Irrational crypto tax lifted off
According to the local media sources, the Finance Ministry of Poland will be suspending the tax collection for cryptocurrencies temporarily. This new update came after the authorities realized the irrationality of the taxation laws and will conduct an in-depth analysis of crypto space for better regulations.
The new and reformed crypto tax regulations are expected to be released by June 15.
The now abandoned tax structure had the crypto transactions fall under two income tax brackets of 18 and 32 percent. An additional 1 percent also applied because of civil agreements as the crypto transactions are considered as the transfer of property rights by the Ministry of Finance that doesn’t depend on the profitability.

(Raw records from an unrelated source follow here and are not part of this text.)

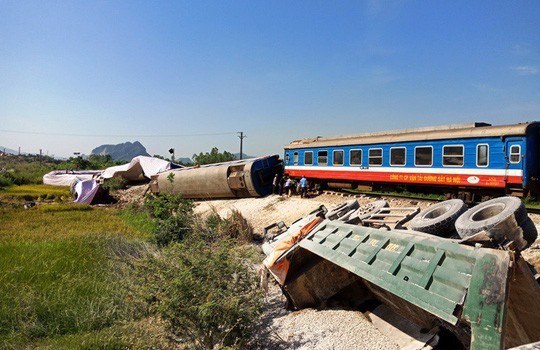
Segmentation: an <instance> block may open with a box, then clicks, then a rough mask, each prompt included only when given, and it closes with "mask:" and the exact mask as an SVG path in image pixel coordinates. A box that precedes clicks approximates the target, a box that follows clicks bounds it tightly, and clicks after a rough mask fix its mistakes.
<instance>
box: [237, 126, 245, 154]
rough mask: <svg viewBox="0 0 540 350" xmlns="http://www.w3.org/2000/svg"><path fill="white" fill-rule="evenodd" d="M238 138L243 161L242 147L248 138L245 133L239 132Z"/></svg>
mask: <svg viewBox="0 0 540 350" xmlns="http://www.w3.org/2000/svg"><path fill="white" fill-rule="evenodd" d="M238 134H240V135H238V138H240V159H242V152H243V151H242V145H243V143H244V139H245V138H246V137H247V136H246V135H244V132H243V131H239V132H238Z"/></svg>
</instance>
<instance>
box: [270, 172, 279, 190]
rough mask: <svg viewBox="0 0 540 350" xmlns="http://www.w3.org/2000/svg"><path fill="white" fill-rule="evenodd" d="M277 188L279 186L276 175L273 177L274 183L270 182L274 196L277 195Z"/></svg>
mask: <svg viewBox="0 0 540 350" xmlns="http://www.w3.org/2000/svg"><path fill="white" fill-rule="evenodd" d="M278 186H279V175H278V174H276V176H274V181H272V188H273V193H274V194H278V193H279V190H278Z"/></svg>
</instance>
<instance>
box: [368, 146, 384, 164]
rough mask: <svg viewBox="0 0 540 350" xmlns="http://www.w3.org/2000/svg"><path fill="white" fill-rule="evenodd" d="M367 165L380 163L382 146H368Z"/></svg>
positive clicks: (381, 154)
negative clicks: (368, 152) (371, 146)
mask: <svg viewBox="0 0 540 350" xmlns="http://www.w3.org/2000/svg"><path fill="white" fill-rule="evenodd" d="M368 158H369V165H374V166H380V165H382V148H370V149H369V153H368Z"/></svg>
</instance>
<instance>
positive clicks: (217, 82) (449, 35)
mask: <svg viewBox="0 0 540 350" xmlns="http://www.w3.org/2000/svg"><path fill="white" fill-rule="evenodd" d="M528 120H540V2H539V1H505V2H503V1H438V0H437V1H232V0H231V1H67V0H64V1H41V0H40V1H24V0H15V1H5V0H0V145H1V146H4V147H9V148H13V149H16V148H17V147H19V146H20V147H21V149H22V150H23V151H26V152H31V153H36V152H39V149H40V148H41V149H43V151H44V152H47V151H48V153H49V154H54V155H57V156H69V155H71V154H72V153H73V152H75V151H80V152H83V153H87V154H88V153H90V151H91V150H92V148H94V147H97V146H99V145H101V144H106V143H107V144H111V143H112V144H115V143H120V142H125V141H135V140H139V141H140V142H141V143H142V144H143V145H145V146H146V148H147V150H148V151H149V153H150V154H161V155H167V150H168V149H169V148H171V147H174V148H176V153H177V156H188V157H191V155H192V154H193V153H195V152H197V153H198V152H201V151H204V152H206V151H209V150H210V149H211V148H212V147H213V146H216V147H218V148H219V149H220V150H228V151H231V152H238V149H239V139H238V137H237V135H236V132H237V131H244V132H245V134H246V135H247V138H246V139H245V140H244V151H245V152H246V153H248V154H251V155H263V154H274V153H278V154H282V150H283V146H284V145H285V144H287V143H288V142H290V141H292V140H294V139H297V138H302V137H313V136H317V135H321V136H322V135H325V136H331V135H341V134H351V133H361V132H371V131H382V130H393V129H401V128H409V127H421V126H429V125H442V124H452V123H468V122H473V121H485V122H490V123H493V124H507V123H517V122H523V121H528Z"/></svg>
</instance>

The income tax statements get due on April 30 in Poland and the above-mentioned taxation guidelines were released by the authorities at the beginning of April. At that time, Ministry of Finance asked the Poland residents to report their tax returns for all the revenues from crypto trading and exchange under the personal income tax.
Polish government harsh on cryptos
In response to the severe crypto regulations, a petition has been created that has now more than 5,000 signatures, is asking for the “release of the crypto market, and the abolition of all taxes related to this technology.”
Now, in the recent statement of Polish Finance Ministry, it acknowledges that the current crypto taxation means the taxation amount often exceeds the invested funds.
Pawel Gruza, the Deputy Finance Minister of Poland told the media that the authorities have accepted that PCC tax has an irrational effect on cryptos, ergo it has been lifted until a solution has been achieved.
Though the PCC taxes are lifted, those that have already paid won’t be getting a refund on their taxes.
So far, the Polish government has been negative towards cryptocurrencies as last week they launched an anti-crypto campaign on social media. For this campaign, the Financial Supervision Authority (KNF) of Poland placed a tender order of about $173,000 to show the risks involving cryptos and pyramid schemes.
At the beginning of this year, a draft law was also approved by the executive branch of power in Warsaw that aims to put cryptocurrencies under the traditional Polish legislation of anti-money laundering and counter-terrorism financial provisions.